North Dakota (3): As with Montana, North Dakota is surprisingly in play. Obama’s lead in the polls is partly the result of his having campaigned here while McCain has not. It is also partly the result of the GOP problems here broadly and the Democratic success.

McCain is still the favorite, because of Obama’s liberalism will hurt him when policy positions become more pertinent. For now, this state is unnervingly close. Leaning McCain.

Ohio (20): No matter what, Ohio can’t escape its role as battleground. This year, however, McCain seems to be slightly stronger here than Bush was in 2000 and 2004. Central to McCain’s success is Obama’s reputation among "bitter" gun owners and religious voters—Hillary’s Democrats. Much of Obama’s campaign will be an outreach to bitter Ohio Democrats, but for now, the Buckeye State tilts Republican. Leaning McCain.

Virginia: Virginia is possibly the most talked-about Red state to be making a pilgrimage to Blue. Given the Democratic takeover of the governorship, a Senate seat, and probably the other Senate seat, it seems fitting that Obama should have a strong play for Virginia’s 13 electoral votes.

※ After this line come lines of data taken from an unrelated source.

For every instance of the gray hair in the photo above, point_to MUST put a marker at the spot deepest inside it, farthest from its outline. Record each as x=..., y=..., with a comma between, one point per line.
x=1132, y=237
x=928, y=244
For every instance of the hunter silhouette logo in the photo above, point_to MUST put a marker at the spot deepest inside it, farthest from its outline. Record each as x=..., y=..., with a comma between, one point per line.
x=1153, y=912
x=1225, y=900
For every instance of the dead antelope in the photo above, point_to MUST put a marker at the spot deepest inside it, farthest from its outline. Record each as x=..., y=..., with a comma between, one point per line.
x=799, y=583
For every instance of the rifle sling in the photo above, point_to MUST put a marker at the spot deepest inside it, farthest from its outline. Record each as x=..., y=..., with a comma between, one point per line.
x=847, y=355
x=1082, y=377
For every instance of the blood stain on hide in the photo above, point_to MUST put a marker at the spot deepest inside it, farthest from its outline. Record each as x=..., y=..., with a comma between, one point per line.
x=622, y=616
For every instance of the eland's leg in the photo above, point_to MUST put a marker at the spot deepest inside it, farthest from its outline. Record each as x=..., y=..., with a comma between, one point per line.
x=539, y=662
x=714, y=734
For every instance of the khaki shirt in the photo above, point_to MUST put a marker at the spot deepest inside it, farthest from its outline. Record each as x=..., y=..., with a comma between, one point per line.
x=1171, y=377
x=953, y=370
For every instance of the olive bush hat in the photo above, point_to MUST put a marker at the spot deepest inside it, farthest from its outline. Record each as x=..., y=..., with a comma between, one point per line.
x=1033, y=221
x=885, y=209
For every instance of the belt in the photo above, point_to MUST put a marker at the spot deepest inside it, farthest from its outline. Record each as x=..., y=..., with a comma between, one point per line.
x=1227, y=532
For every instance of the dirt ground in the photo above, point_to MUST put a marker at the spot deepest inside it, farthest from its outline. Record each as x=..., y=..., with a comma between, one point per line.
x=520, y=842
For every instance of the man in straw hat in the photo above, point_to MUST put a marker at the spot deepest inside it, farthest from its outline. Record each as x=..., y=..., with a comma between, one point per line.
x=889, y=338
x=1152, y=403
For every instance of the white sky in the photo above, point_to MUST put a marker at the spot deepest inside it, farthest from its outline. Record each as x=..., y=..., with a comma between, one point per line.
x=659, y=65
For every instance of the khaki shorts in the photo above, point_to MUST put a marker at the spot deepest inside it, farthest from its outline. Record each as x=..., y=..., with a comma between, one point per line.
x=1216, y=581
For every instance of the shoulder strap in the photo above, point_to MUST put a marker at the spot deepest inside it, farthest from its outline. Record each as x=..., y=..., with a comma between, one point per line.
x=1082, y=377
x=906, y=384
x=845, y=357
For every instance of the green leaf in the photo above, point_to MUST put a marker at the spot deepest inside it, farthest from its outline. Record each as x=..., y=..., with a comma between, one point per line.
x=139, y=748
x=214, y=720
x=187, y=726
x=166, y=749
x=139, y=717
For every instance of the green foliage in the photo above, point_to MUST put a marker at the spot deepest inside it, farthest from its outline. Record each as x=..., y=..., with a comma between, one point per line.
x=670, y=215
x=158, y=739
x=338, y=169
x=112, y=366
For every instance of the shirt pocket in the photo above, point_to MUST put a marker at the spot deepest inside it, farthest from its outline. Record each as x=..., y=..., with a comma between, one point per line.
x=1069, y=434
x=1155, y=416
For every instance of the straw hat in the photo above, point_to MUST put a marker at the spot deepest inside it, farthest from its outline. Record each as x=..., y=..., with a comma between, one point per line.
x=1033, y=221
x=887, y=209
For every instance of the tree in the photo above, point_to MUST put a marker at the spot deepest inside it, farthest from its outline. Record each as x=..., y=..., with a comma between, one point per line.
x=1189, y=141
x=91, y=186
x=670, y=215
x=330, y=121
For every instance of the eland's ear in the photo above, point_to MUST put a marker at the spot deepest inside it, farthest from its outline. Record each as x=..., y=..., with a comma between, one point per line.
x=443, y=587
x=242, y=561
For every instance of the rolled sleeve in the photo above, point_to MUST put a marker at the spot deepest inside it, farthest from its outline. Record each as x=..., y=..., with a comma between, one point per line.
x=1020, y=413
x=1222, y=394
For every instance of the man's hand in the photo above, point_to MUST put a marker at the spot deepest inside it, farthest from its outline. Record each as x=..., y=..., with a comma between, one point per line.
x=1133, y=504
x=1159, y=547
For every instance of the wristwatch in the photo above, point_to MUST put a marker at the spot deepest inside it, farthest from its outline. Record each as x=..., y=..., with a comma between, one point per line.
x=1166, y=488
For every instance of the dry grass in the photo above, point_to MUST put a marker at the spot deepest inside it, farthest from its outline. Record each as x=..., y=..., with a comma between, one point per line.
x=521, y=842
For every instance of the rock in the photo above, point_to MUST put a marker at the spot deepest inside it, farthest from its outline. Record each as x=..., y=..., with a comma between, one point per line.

But given the Southern nature of much of this state, and the high portion of undecideds, McCain should still feel confident about the commonwealth. Leaning McCain.


Financial: The collapse of Freddie Mac and Fannie Mae stocks last week spurred Washington into action this week.

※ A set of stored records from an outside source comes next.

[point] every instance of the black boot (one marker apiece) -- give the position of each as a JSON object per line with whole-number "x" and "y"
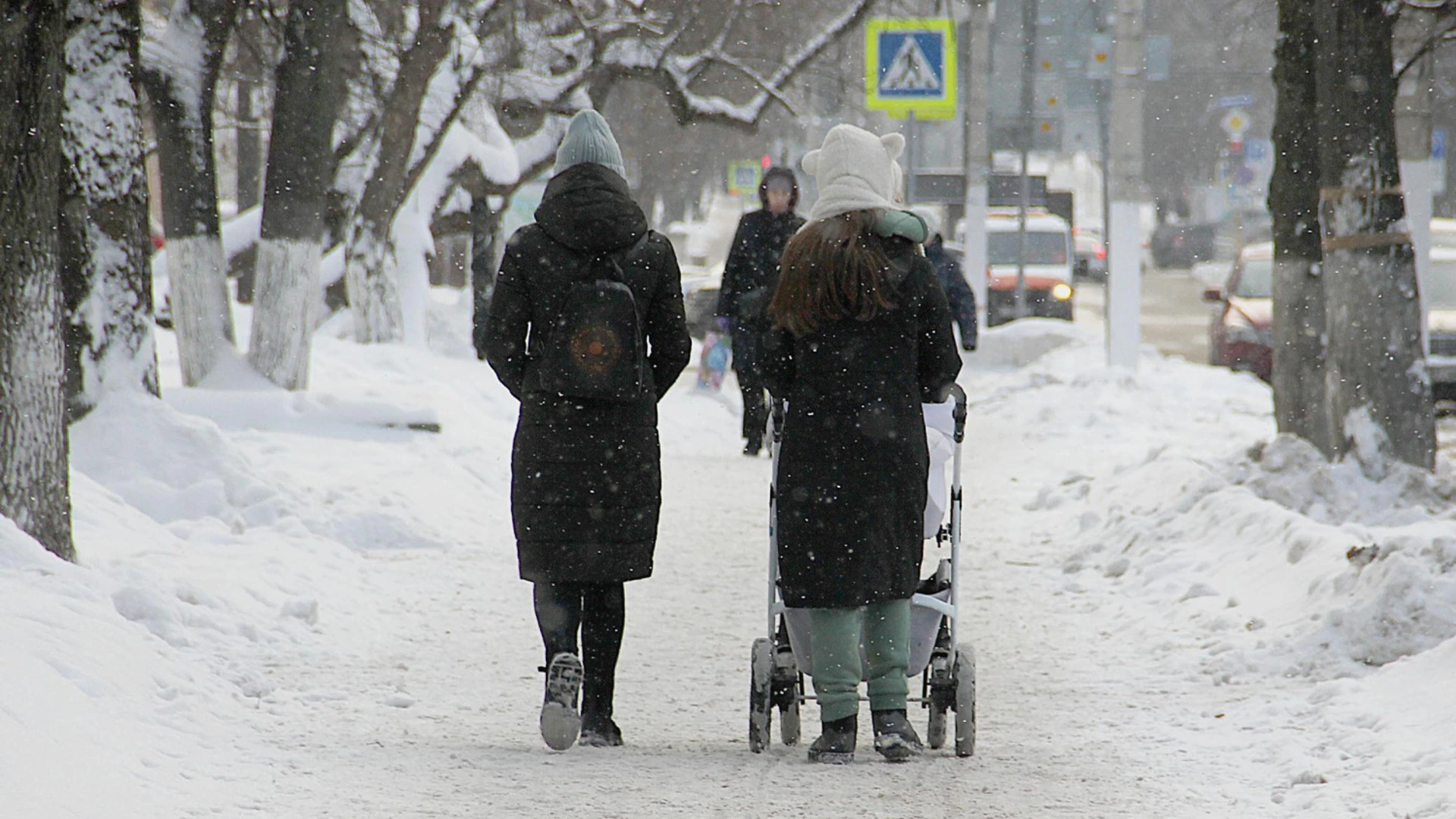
{"x": 836, "y": 744}
{"x": 894, "y": 736}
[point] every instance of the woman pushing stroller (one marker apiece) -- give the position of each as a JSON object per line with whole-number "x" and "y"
{"x": 861, "y": 338}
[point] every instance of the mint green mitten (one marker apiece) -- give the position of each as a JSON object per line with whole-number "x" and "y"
{"x": 902, "y": 223}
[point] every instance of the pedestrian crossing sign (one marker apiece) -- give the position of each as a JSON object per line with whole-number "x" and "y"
{"x": 910, "y": 67}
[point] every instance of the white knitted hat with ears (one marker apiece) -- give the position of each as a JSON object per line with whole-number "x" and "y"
{"x": 855, "y": 171}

  1. The Treasury Department’s bold push for a bailout of government-sponsored mortgage entities reflects a few noteworthy political realities: President Bush has relinquished some control over economic policy to Treasury Secretary Henry Paulson; and Republicans are more grounded in big business than in limited government.
  2. The idea of broad reform of Fannie Mae and Freddie Mac was behind the scenes dismissed by Paulson as "too political," while some sort of bailout—not explicitly articulated as of Wednesday morning—was considered pragmatic by the administration. The Republican leadership on Capitol Hill ascribed to this viewpoint.
  3. For the rare conservative dissenter—such as Sen. Jim Bunning (R-Ky.), who objected to expanding the authority of the Federal Reserve, or Sen. Jim DeMint (R-S.C.), who objected more broadly to bailing out the government-sponsored entities—there was mostly derision from both sides of the aisle.
  4. Republicans, for the most part, fear the label of "doing nothing" in the face of a crisis—mortgages. Democrats, meanwhile, appear fearless in the face of apparent corruption—the fact that Bank of America and Credit Suisse wrote the mortgage bailout bill, and the patronage machine of Fannie Mae.

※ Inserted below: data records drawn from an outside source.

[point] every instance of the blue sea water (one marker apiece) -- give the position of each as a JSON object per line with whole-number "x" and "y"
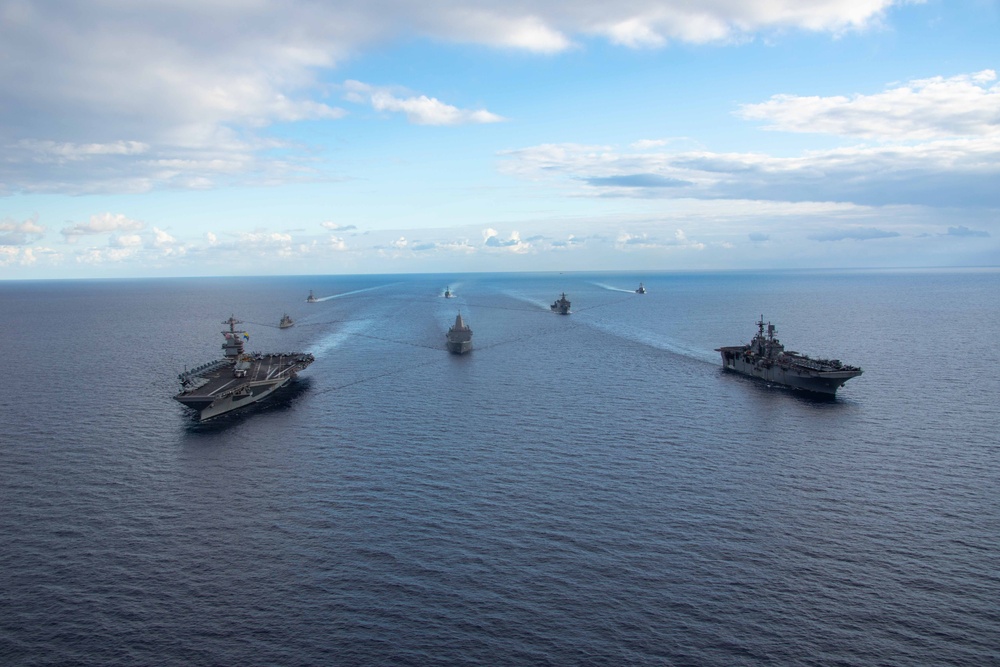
{"x": 581, "y": 490}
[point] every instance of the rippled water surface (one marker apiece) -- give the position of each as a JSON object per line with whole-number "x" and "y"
{"x": 581, "y": 490}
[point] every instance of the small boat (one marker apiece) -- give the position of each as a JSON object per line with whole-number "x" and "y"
{"x": 561, "y": 306}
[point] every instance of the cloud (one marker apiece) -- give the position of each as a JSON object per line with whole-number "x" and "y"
{"x": 20, "y": 233}
{"x": 962, "y": 230}
{"x": 967, "y": 105}
{"x": 335, "y": 227}
{"x": 636, "y": 181}
{"x": 514, "y": 244}
{"x": 419, "y": 110}
{"x": 181, "y": 95}
{"x": 960, "y": 172}
{"x": 855, "y": 234}
{"x": 628, "y": 241}
{"x": 102, "y": 223}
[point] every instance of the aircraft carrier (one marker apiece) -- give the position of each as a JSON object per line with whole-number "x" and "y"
{"x": 459, "y": 337}
{"x": 238, "y": 379}
{"x": 766, "y": 358}
{"x": 561, "y": 306}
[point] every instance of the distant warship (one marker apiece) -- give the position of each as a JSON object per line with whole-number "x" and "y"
{"x": 459, "y": 337}
{"x": 239, "y": 379}
{"x": 765, "y": 358}
{"x": 561, "y": 306}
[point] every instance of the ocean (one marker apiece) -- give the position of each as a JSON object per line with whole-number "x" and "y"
{"x": 583, "y": 490}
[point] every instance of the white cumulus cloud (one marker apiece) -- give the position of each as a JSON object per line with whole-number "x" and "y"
{"x": 419, "y": 109}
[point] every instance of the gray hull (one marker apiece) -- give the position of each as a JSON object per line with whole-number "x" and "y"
{"x": 459, "y": 347}
{"x": 238, "y": 397}
{"x": 820, "y": 382}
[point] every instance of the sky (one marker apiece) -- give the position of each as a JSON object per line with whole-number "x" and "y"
{"x": 293, "y": 137}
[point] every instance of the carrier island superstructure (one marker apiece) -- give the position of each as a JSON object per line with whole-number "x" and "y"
{"x": 766, "y": 358}
{"x": 239, "y": 378}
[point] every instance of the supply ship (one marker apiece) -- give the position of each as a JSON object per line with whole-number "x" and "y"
{"x": 561, "y": 306}
{"x": 766, "y": 358}
{"x": 239, "y": 378}
{"x": 459, "y": 337}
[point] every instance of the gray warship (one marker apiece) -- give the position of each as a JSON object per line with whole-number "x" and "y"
{"x": 561, "y": 306}
{"x": 238, "y": 379}
{"x": 766, "y": 358}
{"x": 459, "y": 337}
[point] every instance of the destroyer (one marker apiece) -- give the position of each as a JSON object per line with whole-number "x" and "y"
{"x": 766, "y": 358}
{"x": 459, "y": 337}
{"x": 561, "y": 306}
{"x": 238, "y": 379}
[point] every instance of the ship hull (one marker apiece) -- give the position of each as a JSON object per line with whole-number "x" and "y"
{"x": 224, "y": 386}
{"x": 240, "y": 397}
{"x": 459, "y": 347}
{"x": 803, "y": 379}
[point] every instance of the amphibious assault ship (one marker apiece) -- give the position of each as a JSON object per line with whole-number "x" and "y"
{"x": 766, "y": 358}
{"x": 459, "y": 337}
{"x": 238, "y": 379}
{"x": 561, "y": 306}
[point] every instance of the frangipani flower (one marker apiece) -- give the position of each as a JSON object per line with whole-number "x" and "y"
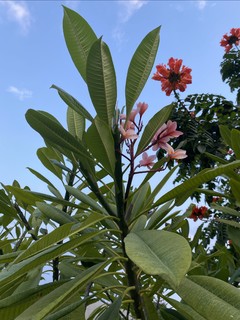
{"x": 176, "y": 77}
{"x": 175, "y": 154}
{"x": 228, "y": 41}
{"x": 147, "y": 161}
{"x": 164, "y": 134}
{"x": 142, "y": 107}
{"x": 198, "y": 213}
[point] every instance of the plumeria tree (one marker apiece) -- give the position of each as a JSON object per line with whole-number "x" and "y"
{"x": 122, "y": 250}
{"x": 211, "y": 136}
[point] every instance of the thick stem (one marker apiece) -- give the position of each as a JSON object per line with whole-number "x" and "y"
{"x": 24, "y": 220}
{"x": 55, "y": 262}
{"x": 121, "y": 210}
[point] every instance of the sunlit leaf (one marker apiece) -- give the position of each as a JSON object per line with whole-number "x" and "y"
{"x": 79, "y": 38}
{"x": 140, "y": 67}
{"x": 101, "y": 81}
{"x": 210, "y": 297}
{"x": 161, "y": 253}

Energy: Democrats are beginning to retreat on energy policy after preaching energy conservation, subsidies for alternative energy, and tax-hikes on oil companies as the solution to high gas prices.

  1. After failing to win hearts and minds at the pump with their green rhetoric, the leadership has turned their sights to regulating oil speculators and releasing oil from the strategic reserves. While "Oil Speculators" sound like a worthy bad guy, it’s not politically strong enough among voters angry about high gas prices.
  2. In contrast, the Republicans’ three pronged energy solution is this: drill, drill, drill. While this solution is popular in the polls and among GOP constituents, it does not offer short term relief. The Democratic leadership will thwart GOP drilling votes as long as they can to avoid recorded votes on such legislation. Prior to the Independence Day recess, Appropriations Chairman David Obey (D-Wis.) shut down the appropriating process to save Democrats from having to vote on GOP offshore drilling amendments.
  3. GOP leaders are comfortable pounding away on energy, but success is unlikely, considering they couldn’t expand drilling while in the majority.
  4. On the Senate side, conservatives express displeasure that the party leadership is not pounding the drilling issue as hard as the House side is. From a distance, GOP faith in drilling as a defining issue resembles Democratic hopes in 2002 pinned on anger towards corporate malfeasance: is it really enough to nationalize a race and swing congressional races?